If \(x_0\) is the point of local minima of \(\mathrm{f}(x)=\overline{\mathrm{a}} \cdot(\overline{\mathrm{b}} \times \overline{\mathrm{c}})\) where \(\overline{\mathrm{a}}=x \hat{\mathrm{i}}-2 \hat{\mathrm{j}}+3 \hat{\mathrm{k}}\), \(\overline{\mathrm{b}}=-2 \hat{\mathrm{i}}+x \hat{\mathrm{j}}-\hat{\mathrm{k}}\), \(\overline{\mathrm{c}}=7 \hat{\mathrm{i}}-2 \hat{\mathrm{j}}+x \hat{\mathrm{k}}\), then value of \(\overline{\mathrm{a}} \cdot \overline{\mathrm{b}}\) at \(x=x_0\) is

\(\begin{aligned} & \mathrm{f}(x)=\overline{\mathrm{a}} \cdot(\overline{\mathrm{b}} \times \overline{\mathrm{c}}) \\ & =\left|\begin{array}{ccc}x & -2 & 3 \\ -2 & x & -1 \\ 7 & -2 & x\end{array}\right| \\ & =x\left(x^2-2\right)+2(-2 x+7)+3(4-7 x) \\ \therefore \quad & \mathrm{f}(x)=x^3-27 x+26 \\ & \text { Now, } \mathrm{f}^{\prime}(x)=0 \\ \Rightarrow & 3 x^2-27=0 \\ \Rightarrow & x^2=9 \\ \Rightarrow & x= \pm 3 \\ & \mathrm{f}^{\prime \prime}(x)=6 x \\ & \Rightarrow \mathrm{f}^{\prime \prime}(x)=18\gt0 \\ \therefore \quad & \mathrm{f}(x) \text { has local minimum at } x=3 .\end{aligned}\)

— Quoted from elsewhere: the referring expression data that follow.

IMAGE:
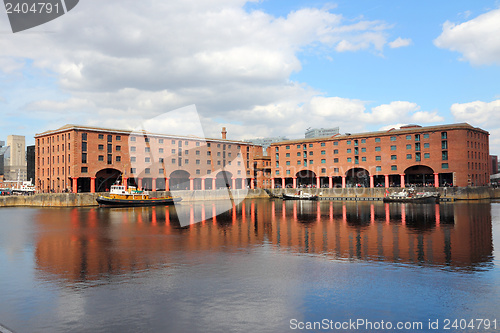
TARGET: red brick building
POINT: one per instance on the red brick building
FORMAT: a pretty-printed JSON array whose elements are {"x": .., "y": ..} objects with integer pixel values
[
  {"x": 90, "y": 159},
  {"x": 456, "y": 154}
]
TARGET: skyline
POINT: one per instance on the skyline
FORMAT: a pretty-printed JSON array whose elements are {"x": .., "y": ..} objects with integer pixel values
[{"x": 259, "y": 68}]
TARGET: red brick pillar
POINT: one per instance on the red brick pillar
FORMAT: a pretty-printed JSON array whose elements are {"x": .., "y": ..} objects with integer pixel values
[
  {"x": 92, "y": 184},
  {"x": 75, "y": 184}
]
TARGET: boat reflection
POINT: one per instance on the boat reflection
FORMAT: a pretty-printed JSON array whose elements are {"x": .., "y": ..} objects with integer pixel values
[{"x": 100, "y": 243}]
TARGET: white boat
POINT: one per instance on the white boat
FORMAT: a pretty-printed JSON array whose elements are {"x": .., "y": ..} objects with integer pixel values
[
  {"x": 300, "y": 196},
  {"x": 121, "y": 196},
  {"x": 26, "y": 188}
]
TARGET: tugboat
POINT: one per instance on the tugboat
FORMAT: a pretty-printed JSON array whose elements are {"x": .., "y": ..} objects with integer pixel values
[
  {"x": 299, "y": 196},
  {"x": 411, "y": 196},
  {"x": 131, "y": 196}
]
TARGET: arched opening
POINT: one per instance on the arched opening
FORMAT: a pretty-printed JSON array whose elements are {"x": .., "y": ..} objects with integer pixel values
[
  {"x": 357, "y": 177},
  {"x": 306, "y": 178},
  {"x": 223, "y": 179},
  {"x": 105, "y": 178},
  {"x": 419, "y": 175},
  {"x": 179, "y": 180}
]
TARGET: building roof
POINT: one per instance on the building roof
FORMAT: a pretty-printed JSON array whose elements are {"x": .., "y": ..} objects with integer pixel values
[
  {"x": 409, "y": 129},
  {"x": 69, "y": 127}
]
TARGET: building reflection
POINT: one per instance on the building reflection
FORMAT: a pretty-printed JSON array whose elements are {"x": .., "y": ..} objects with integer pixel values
[{"x": 101, "y": 243}]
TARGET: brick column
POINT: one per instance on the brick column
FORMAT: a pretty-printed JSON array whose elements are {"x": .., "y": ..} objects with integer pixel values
[
  {"x": 75, "y": 184},
  {"x": 92, "y": 184}
]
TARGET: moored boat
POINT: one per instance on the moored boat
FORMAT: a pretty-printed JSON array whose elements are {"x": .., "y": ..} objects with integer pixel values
[
  {"x": 412, "y": 196},
  {"x": 131, "y": 196},
  {"x": 300, "y": 196}
]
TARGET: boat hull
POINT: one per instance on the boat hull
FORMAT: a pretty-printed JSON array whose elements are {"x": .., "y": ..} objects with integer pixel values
[
  {"x": 424, "y": 199},
  {"x": 112, "y": 202},
  {"x": 299, "y": 197}
]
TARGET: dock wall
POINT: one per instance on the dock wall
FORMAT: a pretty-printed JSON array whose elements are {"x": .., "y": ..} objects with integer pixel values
[{"x": 89, "y": 199}]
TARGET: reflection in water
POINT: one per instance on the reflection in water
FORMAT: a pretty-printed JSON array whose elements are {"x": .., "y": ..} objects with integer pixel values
[{"x": 98, "y": 244}]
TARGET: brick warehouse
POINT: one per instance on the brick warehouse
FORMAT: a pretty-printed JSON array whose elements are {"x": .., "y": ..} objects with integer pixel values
[
  {"x": 444, "y": 155},
  {"x": 90, "y": 159}
]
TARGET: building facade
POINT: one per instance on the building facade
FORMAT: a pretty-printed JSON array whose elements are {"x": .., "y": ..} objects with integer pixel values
[
  {"x": 494, "y": 164},
  {"x": 321, "y": 132},
  {"x": 445, "y": 155},
  {"x": 30, "y": 163},
  {"x": 90, "y": 159},
  {"x": 15, "y": 158}
]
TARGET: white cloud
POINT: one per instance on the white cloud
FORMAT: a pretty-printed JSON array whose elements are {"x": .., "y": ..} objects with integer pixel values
[
  {"x": 481, "y": 113},
  {"x": 119, "y": 64},
  {"x": 403, "y": 111},
  {"x": 400, "y": 42},
  {"x": 477, "y": 39}
]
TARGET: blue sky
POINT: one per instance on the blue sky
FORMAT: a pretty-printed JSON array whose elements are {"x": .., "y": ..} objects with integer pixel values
[{"x": 260, "y": 68}]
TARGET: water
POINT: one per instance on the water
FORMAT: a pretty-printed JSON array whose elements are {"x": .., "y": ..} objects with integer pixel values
[{"x": 264, "y": 266}]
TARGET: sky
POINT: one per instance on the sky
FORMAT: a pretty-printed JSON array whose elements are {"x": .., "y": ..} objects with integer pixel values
[{"x": 259, "y": 68}]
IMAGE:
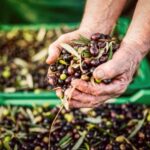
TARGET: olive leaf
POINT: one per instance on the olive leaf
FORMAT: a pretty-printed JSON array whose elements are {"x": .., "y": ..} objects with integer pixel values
[
  {"x": 65, "y": 141},
  {"x": 81, "y": 40},
  {"x": 80, "y": 141},
  {"x": 70, "y": 50},
  {"x": 138, "y": 126},
  {"x": 96, "y": 120},
  {"x": 133, "y": 147},
  {"x": 110, "y": 51}
]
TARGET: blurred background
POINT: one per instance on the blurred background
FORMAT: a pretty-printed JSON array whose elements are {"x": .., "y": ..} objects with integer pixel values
[
  {"x": 41, "y": 11},
  {"x": 28, "y": 107}
]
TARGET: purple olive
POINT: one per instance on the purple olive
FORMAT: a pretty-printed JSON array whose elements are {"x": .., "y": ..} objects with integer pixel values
[
  {"x": 94, "y": 51},
  {"x": 95, "y": 62}
]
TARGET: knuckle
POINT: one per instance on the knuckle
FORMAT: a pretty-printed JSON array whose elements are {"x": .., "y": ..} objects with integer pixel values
[{"x": 62, "y": 38}]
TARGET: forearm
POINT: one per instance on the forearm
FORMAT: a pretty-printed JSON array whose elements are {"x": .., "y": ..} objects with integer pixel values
[
  {"x": 101, "y": 15},
  {"x": 138, "y": 34}
]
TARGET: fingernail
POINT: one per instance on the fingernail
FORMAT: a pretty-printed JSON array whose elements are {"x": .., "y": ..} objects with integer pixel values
[
  {"x": 100, "y": 74},
  {"x": 74, "y": 82}
]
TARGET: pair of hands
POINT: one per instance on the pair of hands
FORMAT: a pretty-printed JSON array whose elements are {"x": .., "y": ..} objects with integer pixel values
[{"x": 121, "y": 69}]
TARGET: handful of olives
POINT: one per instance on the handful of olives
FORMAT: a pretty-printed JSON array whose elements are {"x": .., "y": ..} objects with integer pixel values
[{"x": 80, "y": 58}]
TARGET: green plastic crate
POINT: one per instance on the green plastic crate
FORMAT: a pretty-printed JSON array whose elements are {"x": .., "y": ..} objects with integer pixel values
[{"x": 141, "y": 81}]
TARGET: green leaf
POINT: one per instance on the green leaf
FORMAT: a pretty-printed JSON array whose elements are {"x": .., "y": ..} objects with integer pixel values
[
  {"x": 64, "y": 139},
  {"x": 110, "y": 51},
  {"x": 138, "y": 126},
  {"x": 86, "y": 54},
  {"x": 63, "y": 62},
  {"x": 96, "y": 120},
  {"x": 79, "y": 142},
  {"x": 70, "y": 50},
  {"x": 87, "y": 146},
  {"x": 82, "y": 40}
]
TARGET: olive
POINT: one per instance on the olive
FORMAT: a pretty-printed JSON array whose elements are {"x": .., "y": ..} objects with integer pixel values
[
  {"x": 94, "y": 51},
  {"x": 95, "y": 62},
  {"x": 68, "y": 80},
  {"x": 70, "y": 70},
  {"x": 77, "y": 74},
  {"x": 63, "y": 76},
  {"x": 65, "y": 71},
  {"x": 101, "y": 44},
  {"x": 53, "y": 67},
  {"x": 61, "y": 82},
  {"x": 66, "y": 57},
  {"x": 60, "y": 67},
  {"x": 107, "y": 81},
  {"x": 96, "y": 36},
  {"x": 92, "y": 69},
  {"x": 85, "y": 66}
]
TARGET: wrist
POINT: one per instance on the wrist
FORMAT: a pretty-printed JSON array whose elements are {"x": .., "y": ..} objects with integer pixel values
[{"x": 93, "y": 27}]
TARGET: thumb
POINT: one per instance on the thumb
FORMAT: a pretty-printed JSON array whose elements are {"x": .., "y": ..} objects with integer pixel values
[{"x": 107, "y": 70}]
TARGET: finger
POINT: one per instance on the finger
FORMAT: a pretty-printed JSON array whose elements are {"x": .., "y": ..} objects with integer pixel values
[
  {"x": 59, "y": 92},
  {"x": 86, "y": 98},
  {"x": 76, "y": 104},
  {"x": 53, "y": 52},
  {"x": 116, "y": 86},
  {"x": 55, "y": 48},
  {"x": 108, "y": 70}
]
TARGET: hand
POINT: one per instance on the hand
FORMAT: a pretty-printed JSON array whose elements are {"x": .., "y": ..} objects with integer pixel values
[
  {"x": 55, "y": 49},
  {"x": 121, "y": 69}
]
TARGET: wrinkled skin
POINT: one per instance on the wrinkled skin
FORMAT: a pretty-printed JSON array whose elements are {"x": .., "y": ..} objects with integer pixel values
[
  {"x": 125, "y": 61},
  {"x": 121, "y": 69}
]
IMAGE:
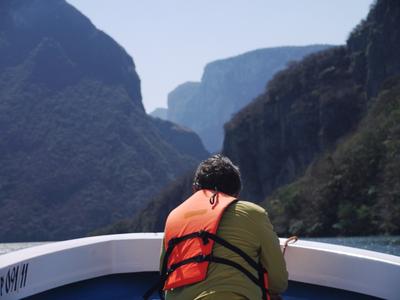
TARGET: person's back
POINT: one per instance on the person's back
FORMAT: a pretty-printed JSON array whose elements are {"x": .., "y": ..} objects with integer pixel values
[{"x": 243, "y": 224}]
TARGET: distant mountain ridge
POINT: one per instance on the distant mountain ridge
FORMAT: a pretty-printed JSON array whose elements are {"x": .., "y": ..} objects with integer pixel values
[
  {"x": 320, "y": 148},
  {"x": 227, "y": 85},
  {"x": 77, "y": 150}
]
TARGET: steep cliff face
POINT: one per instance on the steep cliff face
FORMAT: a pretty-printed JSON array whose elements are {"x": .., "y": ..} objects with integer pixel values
[
  {"x": 306, "y": 108},
  {"x": 77, "y": 150},
  {"x": 314, "y": 117},
  {"x": 353, "y": 190},
  {"x": 160, "y": 113},
  {"x": 179, "y": 101},
  {"x": 227, "y": 86},
  {"x": 320, "y": 128}
]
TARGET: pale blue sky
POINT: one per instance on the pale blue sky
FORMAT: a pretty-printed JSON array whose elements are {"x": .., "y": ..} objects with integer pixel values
[{"x": 172, "y": 40}]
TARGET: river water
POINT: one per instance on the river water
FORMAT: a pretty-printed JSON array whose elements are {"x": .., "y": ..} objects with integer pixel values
[{"x": 385, "y": 244}]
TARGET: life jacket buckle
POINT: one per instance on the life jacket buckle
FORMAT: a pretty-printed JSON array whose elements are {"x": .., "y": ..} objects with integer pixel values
[
  {"x": 200, "y": 258},
  {"x": 204, "y": 237}
]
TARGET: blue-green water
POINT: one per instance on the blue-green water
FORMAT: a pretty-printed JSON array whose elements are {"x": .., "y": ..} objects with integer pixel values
[{"x": 385, "y": 244}]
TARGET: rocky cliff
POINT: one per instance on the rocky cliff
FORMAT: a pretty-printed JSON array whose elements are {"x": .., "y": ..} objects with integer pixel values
[
  {"x": 321, "y": 147},
  {"x": 226, "y": 86},
  {"x": 77, "y": 150}
]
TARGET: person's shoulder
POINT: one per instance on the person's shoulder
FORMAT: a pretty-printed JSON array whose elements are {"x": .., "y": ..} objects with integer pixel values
[{"x": 249, "y": 207}]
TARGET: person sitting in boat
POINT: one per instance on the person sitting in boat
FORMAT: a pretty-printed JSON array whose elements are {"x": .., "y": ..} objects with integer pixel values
[{"x": 218, "y": 247}]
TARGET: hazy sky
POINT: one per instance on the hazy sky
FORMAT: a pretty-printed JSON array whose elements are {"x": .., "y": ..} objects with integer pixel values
[{"x": 172, "y": 40}]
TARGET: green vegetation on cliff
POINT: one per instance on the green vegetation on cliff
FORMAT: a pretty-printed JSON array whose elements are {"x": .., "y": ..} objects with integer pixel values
[
  {"x": 354, "y": 189},
  {"x": 77, "y": 151},
  {"x": 320, "y": 149}
]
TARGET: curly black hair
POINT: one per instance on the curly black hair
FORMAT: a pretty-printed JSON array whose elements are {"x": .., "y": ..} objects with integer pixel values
[{"x": 218, "y": 173}]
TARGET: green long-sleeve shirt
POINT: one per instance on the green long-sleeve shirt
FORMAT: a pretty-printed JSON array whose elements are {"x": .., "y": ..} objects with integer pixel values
[{"x": 247, "y": 226}]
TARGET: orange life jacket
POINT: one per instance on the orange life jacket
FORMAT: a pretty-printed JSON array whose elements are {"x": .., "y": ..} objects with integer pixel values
[{"x": 190, "y": 233}]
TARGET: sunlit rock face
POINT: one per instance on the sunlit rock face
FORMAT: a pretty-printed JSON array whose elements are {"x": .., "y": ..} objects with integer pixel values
[
  {"x": 77, "y": 150},
  {"x": 226, "y": 86}
]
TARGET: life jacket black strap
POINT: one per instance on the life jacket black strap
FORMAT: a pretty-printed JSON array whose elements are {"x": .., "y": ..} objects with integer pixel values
[{"x": 205, "y": 236}]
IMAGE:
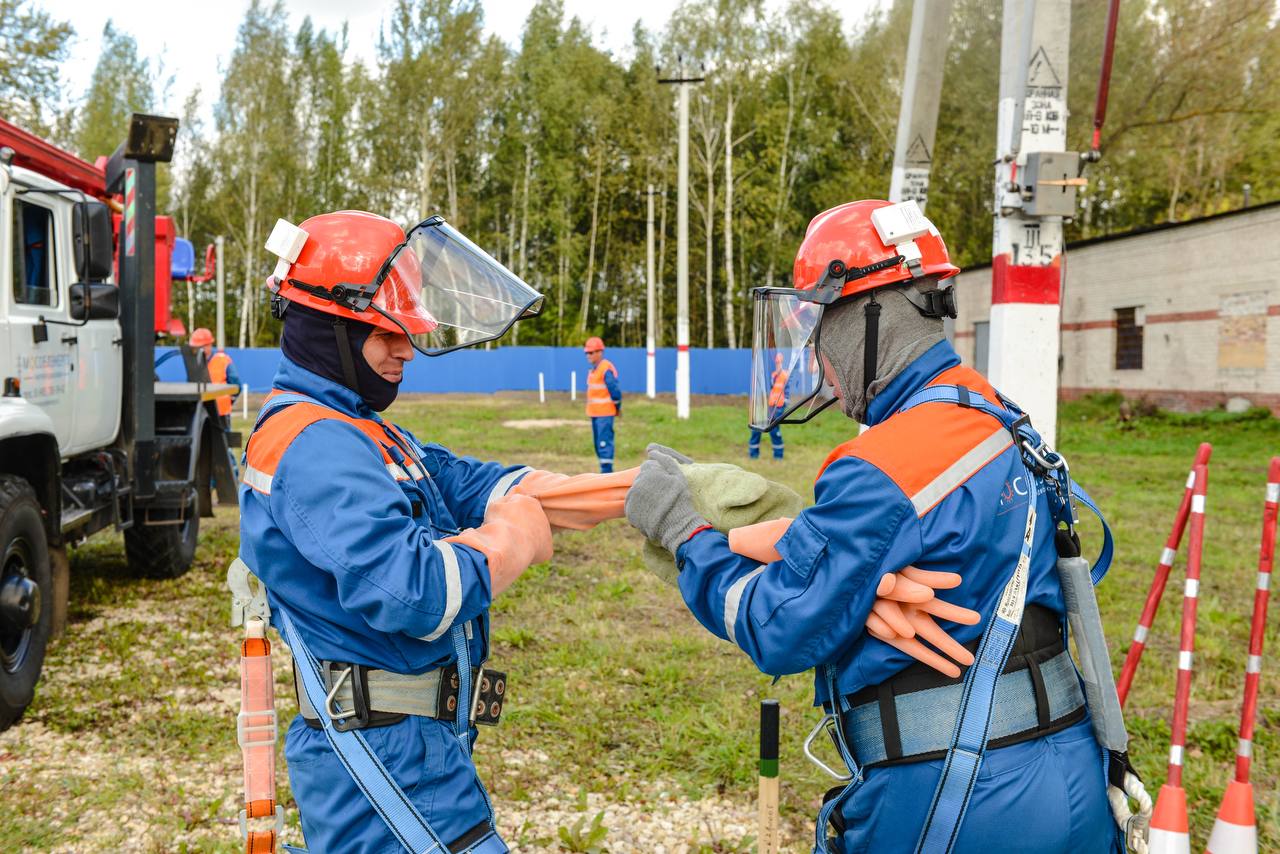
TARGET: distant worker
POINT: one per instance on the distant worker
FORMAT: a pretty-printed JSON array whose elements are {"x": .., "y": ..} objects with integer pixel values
[
  {"x": 777, "y": 400},
  {"x": 603, "y": 401},
  {"x": 222, "y": 369},
  {"x": 950, "y": 478}
]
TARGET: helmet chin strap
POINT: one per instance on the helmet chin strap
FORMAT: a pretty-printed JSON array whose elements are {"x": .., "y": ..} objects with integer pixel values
[
  {"x": 344, "y": 355},
  {"x": 871, "y": 345}
]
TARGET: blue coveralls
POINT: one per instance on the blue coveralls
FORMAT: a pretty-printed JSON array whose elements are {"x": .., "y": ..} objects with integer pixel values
[
  {"x": 888, "y": 499},
  {"x": 602, "y": 425},
  {"x": 357, "y": 560}
]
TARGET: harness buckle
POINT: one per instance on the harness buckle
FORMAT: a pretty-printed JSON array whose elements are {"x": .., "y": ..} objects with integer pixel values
[
  {"x": 357, "y": 716},
  {"x": 828, "y": 725}
]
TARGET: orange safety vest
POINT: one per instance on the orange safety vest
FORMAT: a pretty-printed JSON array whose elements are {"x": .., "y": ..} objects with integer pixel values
[
  {"x": 218, "y": 374},
  {"x": 598, "y": 401},
  {"x": 269, "y": 442}
]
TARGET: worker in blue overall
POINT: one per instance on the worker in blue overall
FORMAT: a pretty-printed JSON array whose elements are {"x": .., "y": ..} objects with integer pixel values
[
  {"x": 940, "y": 483},
  {"x": 382, "y": 553},
  {"x": 603, "y": 401},
  {"x": 777, "y": 400}
]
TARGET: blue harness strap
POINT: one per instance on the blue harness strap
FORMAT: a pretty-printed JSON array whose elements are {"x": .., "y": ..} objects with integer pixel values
[{"x": 368, "y": 771}]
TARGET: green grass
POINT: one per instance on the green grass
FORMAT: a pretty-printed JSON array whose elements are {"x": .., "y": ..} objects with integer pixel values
[{"x": 611, "y": 679}]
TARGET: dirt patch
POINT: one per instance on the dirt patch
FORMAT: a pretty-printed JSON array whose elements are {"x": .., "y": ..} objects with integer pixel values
[{"x": 543, "y": 424}]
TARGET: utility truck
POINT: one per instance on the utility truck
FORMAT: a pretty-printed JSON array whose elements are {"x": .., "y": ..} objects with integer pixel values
[{"x": 88, "y": 439}]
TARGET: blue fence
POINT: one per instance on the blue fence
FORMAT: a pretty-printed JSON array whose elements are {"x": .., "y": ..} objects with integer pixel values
[{"x": 504, "y": 369}]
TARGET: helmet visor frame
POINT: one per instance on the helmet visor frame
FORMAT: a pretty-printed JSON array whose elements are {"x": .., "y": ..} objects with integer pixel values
[
  {"x": 789, "y": 383},
  {"x": 440, "y": 290}
]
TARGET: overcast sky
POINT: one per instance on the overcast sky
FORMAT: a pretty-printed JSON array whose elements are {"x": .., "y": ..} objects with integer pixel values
[{"x": 195, "y": 37}]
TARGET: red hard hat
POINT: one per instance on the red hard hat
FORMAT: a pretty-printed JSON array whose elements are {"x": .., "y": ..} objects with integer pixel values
[
  {"x": 351, "y": 247},
  {"x": 846, "y": 233}
]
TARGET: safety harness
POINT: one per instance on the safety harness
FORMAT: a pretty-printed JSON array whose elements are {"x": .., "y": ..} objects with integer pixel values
[
  {"x": 986, "y": 708},
  {"x": 320, "y": 688}
]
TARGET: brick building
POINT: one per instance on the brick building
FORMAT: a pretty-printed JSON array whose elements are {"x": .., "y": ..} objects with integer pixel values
[{"x": 1185, "y": 314}]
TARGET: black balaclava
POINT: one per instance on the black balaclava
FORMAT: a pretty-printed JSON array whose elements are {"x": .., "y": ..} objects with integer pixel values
[
  {"x": 333, "y": 347},
  {"x": 904, "y": 336}
]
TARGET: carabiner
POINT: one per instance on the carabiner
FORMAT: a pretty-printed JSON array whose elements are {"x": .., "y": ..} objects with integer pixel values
[{"x": 827, "y": 722}]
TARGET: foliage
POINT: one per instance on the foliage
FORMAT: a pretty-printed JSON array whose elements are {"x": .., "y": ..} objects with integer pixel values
[{"x": 32, "y": 46}]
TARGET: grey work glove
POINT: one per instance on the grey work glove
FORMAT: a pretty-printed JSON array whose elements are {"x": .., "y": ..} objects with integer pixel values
[
  {"x": 659, "y": 503},
  {"x": 653, "y": 447}
]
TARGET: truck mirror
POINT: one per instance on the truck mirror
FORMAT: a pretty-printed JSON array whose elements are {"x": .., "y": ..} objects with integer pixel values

\(\begin{aligned} \therefore \quad \bar{a} & =3 \hat{i}-2 \hat{j}+3 \hat{k} \\ \bar{b} & =-2 \hat{i}+3 \hat{j}-\hat{k} \\ \therefore \quad \bar{a} \cdot \bar{b} & =(3 \hat{i}-2 \hat{j}+3 \hat{k}) \cdot(-2 \hat{i}+3 \hat{j}-\hat{k}) \\ & =3(-2)+(-2)(3)+3(-1) \\ & =-15\end{aligned}\)